It is the tendency of all rivers to flow to the ocean, but they do not flow there in a straight line; on the contrary, they are continually diversified in accordance with the laws of nature. The rule, applicable in this case to a holy mind, is, that we must leave this tendency under the direction of Providence, and not direct it in our own will. It is true we cannot rightfully be deprived of our own choice; but we are bound to make a right choice, and our choice ought always to be, to let the movements of our hearts be guided by God's choice. The will of the creature is as disastrous here as anywhere else. Let our love, then, flow where Providence indicates that it ought to flow. God, who reveals himself in his providences, and acts through them, and God only, should choose for us.
But supposing that the Providence of God places before us, as the objects of our love, those who are exceedingly depraved and vicious, are we bound to love them in that case? Most certainly we are. They are appropriate objects of [that] love... which loves existences simply because they have an existence....
As the appropriate object of this form of love is existence in distinction from character, it will naturally direct itself, in an especial manner, towards those whom Providence has particularly associated with us, no matter what their characters may be. The mere fact of sentient existence, presented before us as an object of contemplation, will stir up the waters at the heart's fountain; but the relations of Providence will indicate the channels in which they must flow.
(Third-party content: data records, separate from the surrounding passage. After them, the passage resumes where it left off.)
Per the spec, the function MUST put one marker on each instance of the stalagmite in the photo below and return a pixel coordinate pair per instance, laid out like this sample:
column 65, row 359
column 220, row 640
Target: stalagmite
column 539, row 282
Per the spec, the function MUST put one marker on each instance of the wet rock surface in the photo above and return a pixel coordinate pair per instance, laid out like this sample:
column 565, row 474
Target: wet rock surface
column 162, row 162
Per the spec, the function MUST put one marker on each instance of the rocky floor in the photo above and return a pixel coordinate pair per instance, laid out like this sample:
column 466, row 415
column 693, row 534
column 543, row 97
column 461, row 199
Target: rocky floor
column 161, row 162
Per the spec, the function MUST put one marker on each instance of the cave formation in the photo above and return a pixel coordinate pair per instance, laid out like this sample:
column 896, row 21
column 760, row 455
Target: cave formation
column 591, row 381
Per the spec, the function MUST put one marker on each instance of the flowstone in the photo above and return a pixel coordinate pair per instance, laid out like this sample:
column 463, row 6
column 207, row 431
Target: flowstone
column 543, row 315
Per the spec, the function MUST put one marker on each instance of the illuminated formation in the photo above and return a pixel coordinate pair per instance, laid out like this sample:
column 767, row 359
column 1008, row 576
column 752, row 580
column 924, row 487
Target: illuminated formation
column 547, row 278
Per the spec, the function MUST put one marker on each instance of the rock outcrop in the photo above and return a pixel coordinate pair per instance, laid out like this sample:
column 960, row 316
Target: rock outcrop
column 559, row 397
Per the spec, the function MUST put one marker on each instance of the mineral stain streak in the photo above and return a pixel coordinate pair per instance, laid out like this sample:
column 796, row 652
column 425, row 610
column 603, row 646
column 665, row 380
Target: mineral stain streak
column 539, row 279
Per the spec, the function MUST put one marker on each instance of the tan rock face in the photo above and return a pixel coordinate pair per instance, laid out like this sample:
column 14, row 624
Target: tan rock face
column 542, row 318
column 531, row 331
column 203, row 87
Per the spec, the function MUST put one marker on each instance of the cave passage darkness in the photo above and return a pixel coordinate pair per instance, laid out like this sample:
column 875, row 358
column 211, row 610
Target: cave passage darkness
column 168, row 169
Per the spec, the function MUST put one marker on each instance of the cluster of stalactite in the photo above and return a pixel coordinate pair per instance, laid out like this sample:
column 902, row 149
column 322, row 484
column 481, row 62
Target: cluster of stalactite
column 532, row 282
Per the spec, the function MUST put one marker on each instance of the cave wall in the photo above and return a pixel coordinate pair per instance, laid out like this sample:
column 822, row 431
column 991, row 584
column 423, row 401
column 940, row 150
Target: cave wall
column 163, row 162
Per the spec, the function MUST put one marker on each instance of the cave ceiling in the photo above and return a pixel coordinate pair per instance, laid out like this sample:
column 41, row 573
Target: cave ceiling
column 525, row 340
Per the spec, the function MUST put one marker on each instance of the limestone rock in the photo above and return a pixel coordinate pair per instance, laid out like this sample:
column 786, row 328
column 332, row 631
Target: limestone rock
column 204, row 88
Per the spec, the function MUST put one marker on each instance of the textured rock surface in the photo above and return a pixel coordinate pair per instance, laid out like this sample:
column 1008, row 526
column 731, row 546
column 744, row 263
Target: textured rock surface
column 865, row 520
Our relatives and others, with whom we are particularly associated in providence, may be very wicked. But the fact of their wickedness does not destroy the other and everlasting fact, that they are accountable existences; that they have immortal souls; that they are capable of great happiness or great misery. Fallen, degraded, miserable, they may be; but if we are like God, how can we help loving them? God is a fountain of love, flowing out continually towards all his creatures, sparing not even his own Son to save and bless them, and showing, more than in any other way, his love to those who are his enemies.
— edited from A Treatise on Divine Union (1851) Part 4, Chapter 6.